The E-rate program’s current funding cap and 1998-era priority rules are producing an odd consequence: the current system prioritizes funding for applicants based on their technology choices, rather than their financial need or location.

Take rural schools for example. There are 11.77 million students listed on E-rate applications from rural schools. In FY2013, $524 million in Priority 1 service discounts was requested to support these students. Rural schools also requested $271 million in internal connections discounts to connect their students to their Priority 1 services. Yet, under the current E-rate funding cap and priority system, those internal connections funding requests are likely to be denied. Without adequate internal connections infrastructure, rural schools will struggle to provide their students with adequate Internet connectivity.

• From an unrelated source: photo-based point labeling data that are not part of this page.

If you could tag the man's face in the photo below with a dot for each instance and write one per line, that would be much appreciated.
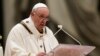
(40, 18)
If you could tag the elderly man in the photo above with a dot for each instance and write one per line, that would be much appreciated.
(31, 37)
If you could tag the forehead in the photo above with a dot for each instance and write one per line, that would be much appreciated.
(42, 10)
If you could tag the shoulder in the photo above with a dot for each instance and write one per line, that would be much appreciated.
(48, 30)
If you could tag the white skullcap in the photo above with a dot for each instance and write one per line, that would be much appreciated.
(38, 5)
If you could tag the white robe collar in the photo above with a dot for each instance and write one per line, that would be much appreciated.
(30, 24)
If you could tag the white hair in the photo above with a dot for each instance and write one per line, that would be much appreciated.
(38, 5)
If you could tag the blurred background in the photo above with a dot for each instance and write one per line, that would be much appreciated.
(80, 18)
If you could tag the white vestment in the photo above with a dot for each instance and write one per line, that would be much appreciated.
(21, 43)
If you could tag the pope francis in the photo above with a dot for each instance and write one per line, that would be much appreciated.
(31, 37)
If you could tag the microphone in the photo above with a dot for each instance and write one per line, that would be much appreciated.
(60, 28)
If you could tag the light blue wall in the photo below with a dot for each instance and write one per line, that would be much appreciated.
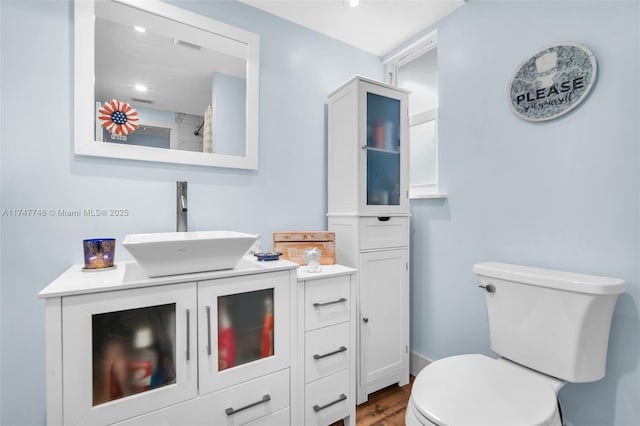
(562, 194)
(39, 170)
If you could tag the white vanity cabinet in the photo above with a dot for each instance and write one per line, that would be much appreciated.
(207, 348)
(368, 209)
(327, 335)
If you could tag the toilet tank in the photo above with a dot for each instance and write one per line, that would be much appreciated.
(554, 322)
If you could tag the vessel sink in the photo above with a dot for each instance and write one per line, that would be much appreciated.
(173, 253)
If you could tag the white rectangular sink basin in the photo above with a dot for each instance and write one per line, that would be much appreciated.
(173, 253)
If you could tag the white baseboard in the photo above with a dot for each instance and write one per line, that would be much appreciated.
(417, 362)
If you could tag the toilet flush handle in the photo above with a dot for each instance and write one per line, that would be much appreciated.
(489, 287)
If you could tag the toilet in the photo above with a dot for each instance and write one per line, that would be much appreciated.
(549, 328)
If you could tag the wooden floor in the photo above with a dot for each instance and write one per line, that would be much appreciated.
(385, 407)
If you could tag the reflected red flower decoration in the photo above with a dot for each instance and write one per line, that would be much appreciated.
(118, 117)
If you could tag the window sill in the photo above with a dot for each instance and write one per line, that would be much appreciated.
(425, 191)
(427, 196)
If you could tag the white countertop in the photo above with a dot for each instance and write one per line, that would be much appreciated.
(325, 271)
(130, 275)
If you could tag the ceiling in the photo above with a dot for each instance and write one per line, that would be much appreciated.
(376, 26)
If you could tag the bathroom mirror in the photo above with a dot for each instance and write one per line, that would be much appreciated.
(192, 81)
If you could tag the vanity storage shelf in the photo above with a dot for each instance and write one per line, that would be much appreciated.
(204, 348)
(368, 210)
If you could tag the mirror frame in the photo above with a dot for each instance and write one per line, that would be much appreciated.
(84, 90)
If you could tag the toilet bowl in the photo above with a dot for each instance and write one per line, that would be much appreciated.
(475, 390)
(551, 327)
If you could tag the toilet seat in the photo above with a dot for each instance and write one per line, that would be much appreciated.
(475, 390)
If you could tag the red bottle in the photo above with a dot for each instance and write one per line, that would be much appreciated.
(226, 341)
(143, 361)
(266, 347)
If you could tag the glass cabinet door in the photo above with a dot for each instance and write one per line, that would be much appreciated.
(244, 329)
(386, 154)
(383, 150)
(129, 352)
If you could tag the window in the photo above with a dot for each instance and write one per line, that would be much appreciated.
(416, 69)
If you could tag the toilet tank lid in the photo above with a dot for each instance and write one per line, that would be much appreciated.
(561, 280)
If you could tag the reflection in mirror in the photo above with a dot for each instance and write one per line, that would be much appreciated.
(170, 85)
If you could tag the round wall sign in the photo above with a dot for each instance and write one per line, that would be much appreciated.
(552, 82)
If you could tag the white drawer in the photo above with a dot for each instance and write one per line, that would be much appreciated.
(279, 418)
(384, 232)
(326, 302)
(327, 400)
(211, 409)
(326, 351)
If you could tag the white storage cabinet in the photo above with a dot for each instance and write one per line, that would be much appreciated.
(209, 348)
(326, 330)
(368, 210)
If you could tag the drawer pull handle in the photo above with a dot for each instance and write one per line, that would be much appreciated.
(208, 309)
(188, 342)
(230, 411)
(337, 351)
(341, 300)
(341, 398)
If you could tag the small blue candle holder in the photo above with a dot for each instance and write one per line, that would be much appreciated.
(99, 254)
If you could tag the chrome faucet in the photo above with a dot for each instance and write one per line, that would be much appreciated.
(181, 206)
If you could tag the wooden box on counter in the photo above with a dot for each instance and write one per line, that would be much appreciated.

Does anyone else but me find it troubling that the E-rate program is denying funding for the infrastructure to connect those students to the Internet? How is this acceptable? Does it really make sense to fund services to the front door of the school building while denying funding for the Wi-Fi and other networking gear necessary to utilize those services?

Looking forward to FY2014 and beyond, the situation looks even worse. Without additional funding or changes to the E-rate priority rules, a significant number of rural schools will be denied ALL E-rate support.

  • In FY2013, all 8,169 rural school districts are likely to be denied Priority 2 support.
  • As early as FY2014, 2,056 rural school districts that have an E-rate discount rate below 60% may be denied both Priority 1 and Priority 2 funding.
  • As early as FY2015, 4,583 rural school districts that have an E-rate discount rate below 80% may be denied both Priority 1 and Priority 2 funding.

Funds For Learning estimates that 4,583 rural school districts, representing 7.7 million students, are at-risk of losing out on all E‑rate support by FY2015.

Should something be done to protect the funding for these rural schools? And shouldn’t rural schools be given the opportunity to install internal connections to connect their students?